Deep learning models represent a significant evolution in the field of survival analysis, particularly in their capacity to handle complex, non-linear relationships within large datasets, which traditional statistical models might struggle with. These models leverage the ability of neural networks to uncover intricate patterns and interactions that are not readily apparent or easily modeled through classical methods such as logistic regression or Cox proportional hazards models. DL-based survival methods can be classified in terms of three concepts related to model estimation. First, the model class describes which type of statistical survival technique forms the basis of the DL method, such as the Cox proportional Hazard model, or a parametric model. Second, the loss function is often a direct consequence of the model class (i.e. its negative log-likelihood). However, as is common in DL, some methods employ multiple losses for improved performance or multi-task learning. For instance, some DL-based survival methods compute a ranking loss, in addition to a standard survival loss, for improvement of the C-index performance measure. The final loss is usually computed as the (weighted) average of all losses applied. Third, the parametrization determines which model component is being parametrized by an NN. The standard model parametrization is usually implied by the model class [4].

Models comparison

In churn prediction, the choice of modeling approach is critical and should be tailored to the specifics of the dataset, the assumptions about data, and the desired outcome of the analysis. Here, we compare binary classification models, survival models, and deep learning survival models, focusing on theoretical considerations and underlying assumptions. It is important to note that a direct comparison of the performance of binary classification and survival analysis models is not possible because of the different types of output between the two model classes, and the consequent lack of a universal metric valid for both.
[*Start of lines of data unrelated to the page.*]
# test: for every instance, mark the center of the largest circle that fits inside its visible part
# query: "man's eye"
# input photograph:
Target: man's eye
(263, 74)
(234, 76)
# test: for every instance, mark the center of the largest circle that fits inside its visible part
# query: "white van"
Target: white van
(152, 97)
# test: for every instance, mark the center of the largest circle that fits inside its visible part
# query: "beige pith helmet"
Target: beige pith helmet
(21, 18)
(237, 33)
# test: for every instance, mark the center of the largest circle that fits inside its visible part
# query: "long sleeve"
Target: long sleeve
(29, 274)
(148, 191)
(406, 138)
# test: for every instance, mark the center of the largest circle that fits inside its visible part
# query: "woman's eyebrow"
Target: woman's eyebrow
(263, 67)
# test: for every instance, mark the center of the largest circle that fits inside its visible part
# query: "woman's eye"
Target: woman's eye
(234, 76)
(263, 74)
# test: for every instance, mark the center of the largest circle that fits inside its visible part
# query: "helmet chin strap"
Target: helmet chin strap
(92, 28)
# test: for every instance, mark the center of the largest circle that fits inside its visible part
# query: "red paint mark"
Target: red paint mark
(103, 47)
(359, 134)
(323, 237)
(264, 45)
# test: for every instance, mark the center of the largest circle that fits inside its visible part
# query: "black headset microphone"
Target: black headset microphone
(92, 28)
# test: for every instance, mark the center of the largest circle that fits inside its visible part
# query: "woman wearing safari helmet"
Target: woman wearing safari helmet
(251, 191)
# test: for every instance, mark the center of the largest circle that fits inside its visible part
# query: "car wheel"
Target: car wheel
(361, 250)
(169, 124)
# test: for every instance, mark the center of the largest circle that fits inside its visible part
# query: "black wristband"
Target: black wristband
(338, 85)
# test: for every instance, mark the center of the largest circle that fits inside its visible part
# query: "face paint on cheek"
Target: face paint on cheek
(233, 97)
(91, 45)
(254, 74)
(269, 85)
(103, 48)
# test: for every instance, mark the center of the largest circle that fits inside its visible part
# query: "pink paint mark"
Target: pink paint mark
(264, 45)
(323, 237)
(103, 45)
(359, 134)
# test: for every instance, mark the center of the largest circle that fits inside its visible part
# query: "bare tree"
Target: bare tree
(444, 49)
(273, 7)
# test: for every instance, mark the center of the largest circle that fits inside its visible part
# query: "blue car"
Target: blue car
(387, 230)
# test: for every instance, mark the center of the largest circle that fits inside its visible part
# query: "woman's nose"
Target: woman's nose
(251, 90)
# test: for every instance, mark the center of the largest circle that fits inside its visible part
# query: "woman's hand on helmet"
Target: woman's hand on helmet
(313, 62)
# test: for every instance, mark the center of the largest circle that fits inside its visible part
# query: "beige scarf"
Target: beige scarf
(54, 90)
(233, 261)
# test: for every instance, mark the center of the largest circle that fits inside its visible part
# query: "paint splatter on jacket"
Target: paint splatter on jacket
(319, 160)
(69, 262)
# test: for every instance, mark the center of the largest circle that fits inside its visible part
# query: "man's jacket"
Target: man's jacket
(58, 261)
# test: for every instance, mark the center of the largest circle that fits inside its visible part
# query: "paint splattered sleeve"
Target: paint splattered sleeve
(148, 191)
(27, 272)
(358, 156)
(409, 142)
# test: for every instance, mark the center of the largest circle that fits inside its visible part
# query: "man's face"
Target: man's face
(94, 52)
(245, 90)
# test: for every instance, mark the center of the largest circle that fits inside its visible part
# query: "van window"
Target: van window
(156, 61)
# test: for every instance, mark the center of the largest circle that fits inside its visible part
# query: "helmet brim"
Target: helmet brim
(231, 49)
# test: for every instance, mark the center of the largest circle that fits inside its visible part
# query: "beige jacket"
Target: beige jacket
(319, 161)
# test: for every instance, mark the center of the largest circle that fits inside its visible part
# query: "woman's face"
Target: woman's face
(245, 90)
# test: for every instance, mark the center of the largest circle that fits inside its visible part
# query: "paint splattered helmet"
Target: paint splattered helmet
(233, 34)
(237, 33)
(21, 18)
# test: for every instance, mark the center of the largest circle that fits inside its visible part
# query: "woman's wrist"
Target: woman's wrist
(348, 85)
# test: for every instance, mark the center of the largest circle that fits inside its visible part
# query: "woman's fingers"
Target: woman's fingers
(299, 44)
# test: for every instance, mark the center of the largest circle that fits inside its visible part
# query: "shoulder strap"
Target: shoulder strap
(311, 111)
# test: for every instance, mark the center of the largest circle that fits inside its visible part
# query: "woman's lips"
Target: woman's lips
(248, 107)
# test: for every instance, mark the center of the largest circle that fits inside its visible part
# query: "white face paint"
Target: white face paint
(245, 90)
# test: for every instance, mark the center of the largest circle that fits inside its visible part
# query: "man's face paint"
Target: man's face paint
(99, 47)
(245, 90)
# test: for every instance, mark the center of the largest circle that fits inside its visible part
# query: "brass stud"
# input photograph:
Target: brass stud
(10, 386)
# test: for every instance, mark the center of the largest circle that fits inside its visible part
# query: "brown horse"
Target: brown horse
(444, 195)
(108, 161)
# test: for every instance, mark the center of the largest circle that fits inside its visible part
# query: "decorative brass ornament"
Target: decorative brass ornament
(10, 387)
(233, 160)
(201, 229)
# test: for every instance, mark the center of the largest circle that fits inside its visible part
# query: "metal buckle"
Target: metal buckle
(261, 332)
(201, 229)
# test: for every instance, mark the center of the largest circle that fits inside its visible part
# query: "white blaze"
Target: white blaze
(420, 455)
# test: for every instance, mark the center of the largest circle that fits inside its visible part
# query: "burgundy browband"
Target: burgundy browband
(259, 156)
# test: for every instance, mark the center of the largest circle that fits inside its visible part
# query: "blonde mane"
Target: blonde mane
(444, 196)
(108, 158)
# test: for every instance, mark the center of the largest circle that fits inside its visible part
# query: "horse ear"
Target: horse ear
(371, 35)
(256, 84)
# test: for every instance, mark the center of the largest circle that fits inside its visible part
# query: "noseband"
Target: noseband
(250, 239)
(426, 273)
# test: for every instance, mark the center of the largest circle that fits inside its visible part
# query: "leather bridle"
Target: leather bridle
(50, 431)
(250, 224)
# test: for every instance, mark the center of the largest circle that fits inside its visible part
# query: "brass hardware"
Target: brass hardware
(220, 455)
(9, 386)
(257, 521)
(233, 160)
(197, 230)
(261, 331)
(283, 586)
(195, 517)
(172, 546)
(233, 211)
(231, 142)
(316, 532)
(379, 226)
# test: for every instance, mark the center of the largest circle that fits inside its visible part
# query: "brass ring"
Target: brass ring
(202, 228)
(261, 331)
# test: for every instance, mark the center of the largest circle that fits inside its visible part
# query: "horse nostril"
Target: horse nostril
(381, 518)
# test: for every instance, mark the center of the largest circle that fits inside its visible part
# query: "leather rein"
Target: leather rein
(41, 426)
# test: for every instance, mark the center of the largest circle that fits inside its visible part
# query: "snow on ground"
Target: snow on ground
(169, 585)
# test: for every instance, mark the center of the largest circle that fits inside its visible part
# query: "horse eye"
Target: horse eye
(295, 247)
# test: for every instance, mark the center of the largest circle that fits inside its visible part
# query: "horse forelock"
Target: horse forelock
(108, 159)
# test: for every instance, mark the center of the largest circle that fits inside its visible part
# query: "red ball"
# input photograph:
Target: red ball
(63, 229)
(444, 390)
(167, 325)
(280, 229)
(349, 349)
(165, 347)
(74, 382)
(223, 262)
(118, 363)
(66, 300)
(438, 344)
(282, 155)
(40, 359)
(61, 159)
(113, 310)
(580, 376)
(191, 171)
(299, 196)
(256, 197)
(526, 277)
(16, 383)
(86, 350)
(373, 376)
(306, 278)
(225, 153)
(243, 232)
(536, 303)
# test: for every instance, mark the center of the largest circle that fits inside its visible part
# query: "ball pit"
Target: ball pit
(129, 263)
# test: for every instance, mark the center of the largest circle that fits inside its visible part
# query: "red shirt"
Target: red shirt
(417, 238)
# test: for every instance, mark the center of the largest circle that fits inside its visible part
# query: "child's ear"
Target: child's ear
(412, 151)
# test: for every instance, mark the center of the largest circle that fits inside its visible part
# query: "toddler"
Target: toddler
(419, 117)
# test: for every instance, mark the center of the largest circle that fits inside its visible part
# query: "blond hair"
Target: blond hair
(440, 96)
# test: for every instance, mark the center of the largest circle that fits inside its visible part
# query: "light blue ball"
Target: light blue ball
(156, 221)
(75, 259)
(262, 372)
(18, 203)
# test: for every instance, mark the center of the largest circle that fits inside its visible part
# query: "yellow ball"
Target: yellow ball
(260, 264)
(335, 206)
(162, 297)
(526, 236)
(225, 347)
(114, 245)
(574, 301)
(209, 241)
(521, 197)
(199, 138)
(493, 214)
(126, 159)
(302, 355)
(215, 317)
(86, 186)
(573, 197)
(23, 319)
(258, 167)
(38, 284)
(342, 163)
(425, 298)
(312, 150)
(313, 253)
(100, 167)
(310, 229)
Figure 3. Summary table about the theoretical comparison between model classes.

Binary classification models are based on the assumption that outcomes can be distinctly classified into categories (churners vs. non-churners). They are highly effective for datasets where the primary goal is to identify the presence or absence of an event without a focus on the timing of the event. These models are generally simpler to understand and implement but may not capture complex behaviors or temporal dynamics present in the customer life-cycle. Unlike binary classification, survival models account for the time dimension, handling right-censored data where the event (churn) has not occurred by the end of the observation period. These models are preferable for datasets where the timing of the event is crucial, as they provide insights not just on if, but when an event is likely to occur. This makes them particularly useful in settings where customer follow-up is possible over extended periods. Different models within this class make strong assumptions about the distribution of the data or about the features’ independence. Deep learning survival models do not require specific distributional assumptions about the data and are capable of capturing complex, nonlinear relationships within large datasets [4].

Summary Theoretical Analysis

Binary classification models are particularly effective when the primary interest is in predicting whether an event (churn) will occur, without the need to understand when it will happen. They are best used when the dataset is large enough to avoid overfitting but not so large or complex that simpler models fail to capture important patterns. Survival models are superior when the timing of churn is as important as determining whether churn will occur. They are particularly useful for datasets where censoring is a significant factor. These models excel in longitudinal analysis where data is collected at multiple time points.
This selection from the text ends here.